Jennifer Lambe (PhD, Yale University; AB, Brown University) is an Assistant Professor of Latin American and Caribbean history. Her book, Madhouse: Psychiatry and Politics in Cuban History, was recently published with the University of North Carolina Press (2017). Madhouse traces the history of mental illness and mental healing in Cuba through the Mazorra Mental Asylum, the only public psychiatric hospital in Cuba until the 1959 Revolution and a key site of political intervention and social reform.
Lambe's work, which has received support from the American Council of Learned Societies, the Andrew W. Mellon Foundation, the Coordinating Council for Women in History, and the Cuban Heritage Collection, explores the intersection between political history, intellectual history, and popular culture. She is currently working on new projects related to 1. leisure time in revolutionary Cuba and 2. the transnational history of psychiatric dehospitalization.
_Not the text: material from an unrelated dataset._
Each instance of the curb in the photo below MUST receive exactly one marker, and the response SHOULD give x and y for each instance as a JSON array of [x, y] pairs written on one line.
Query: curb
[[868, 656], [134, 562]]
She is also co-editor of a volume, New Histories of the Cuban Revolution, under contract with Duke University Press.
Lambe directs a digital humanities project entitled "Beyond the Sugar Curtain: Tracing Cuba-U.S. Connections since 1959." The initiative seeks to contribute to a new if fragile age of diplomatic normalization by exploring the past and present of travel and encounter between the two nations. Pushing beyond depictions of a "sugar curtain" or "emotional embargo," this project features spaces and moments of connection in the post-1959 period, including but not limited to those between the United States and Cuba.